Required reserve ratio reduced by half for credit institutions

From October 1, credit institutions as mandatory transferees of commercial banks placed under special control as prescribed in the Law on Credit Institutions will be entitled to 50-percent reduction of the required reserve ratio.

From October 1, credit institutions as mandatory transferees of commercial banks placed under special control as prescribed in the Law on Credit Institutions will be entitled to 50-percent reduction of the required reserve ratio.

Such is stated in the State Bank Governor’s Circular 23/2025/TT-NHNN (Circular 23) of August 12, 2025, amending and supplementing a number of articles of the State Bank Governor’s Circular 30/2019/TT-NHNN of December 27, 2019, on required reserves of credit institutions and foreign bank branches (Circular 30).

The reduction applies to four commercial banks, including Vietcombank, MB, VPBank and HDBank, as mandatory transferees of commercial banks placed under special control.

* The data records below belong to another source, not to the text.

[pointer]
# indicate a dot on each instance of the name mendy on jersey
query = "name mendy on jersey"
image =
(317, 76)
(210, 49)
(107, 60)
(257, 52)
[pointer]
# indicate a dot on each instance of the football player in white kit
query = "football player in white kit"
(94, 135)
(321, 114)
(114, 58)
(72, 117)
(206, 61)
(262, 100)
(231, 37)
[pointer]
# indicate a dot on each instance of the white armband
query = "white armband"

Specifically, support-providing credit institutions defined in Article 4.39 of the Law on Credit Institutions will be entitled to 50-percent reduction of the required reserve ratio based on the approved recovery plans for credit institutions placed under special control. At the same time, credit institutions as mandatory transferees of commercial banks placed under special control specified in the Law on Credit Institutions will have their required reserve ratio reduced by half based on the approved mandatory transfer plans for commercial banks placed under special control.

Required reserve ratio reduced by half for credit institutions

The reduction rate of the required reserve ratio for each credit institution mentioned above will be calculated based on the required reserve ratio for that credit institution as stipulated in Article 6.1 of the Circular and applies to all types of deposits subject to required reserves.

Worthy of note, the central bank has added “policy banks” as the fourth category of credit institutions not compelled to set aside required reserves as specified in Article 3 of Circular 30. The three existing categories include: (i) credit institutions placed under special control, (ii) credit institutions not yet having commenced operation, and (iii) credit institutions approved for dissolution or included in a competent agency’s decision on opening of bankruptcy procedures or decision on license revocation.

Regarding the responsibilities of the Credit Institutions Supervision Department, Article 7 of Circular 23 says that based on the required reserve ratio reduction for support-providing credit institutions and credit institutions as transferees in the approved recovery plan and the approved mandatory transfer plan, the Department will send to the State Bank of Vietnam (SBV)’s Operations Center and Monetary Policy Department a notice of the reduction of the required reserve ratio for support-providing credit institutions and credit institutions as transferees.

This notice must state the names of support-providing credit institutions and credit institutions as transferees, the month of commencement of the application and the duration of the application of the required reserve ratio reduction.

The Credit Institutions Supervision Department must also send to the SBV’s Operations Center the central bank’s documents and decisions on special control, termination of special control, dissolution, and revocation of licenses, of credit institutions within three working days from the date of issuance of these documents and decisions. This excludes documents and decisions issued by the SBV's regional branches.

Concurrently, the Department will have to supervise and handle according to its competence, or propose competent agencies, organizations and individuals to handle, violating credit institutions.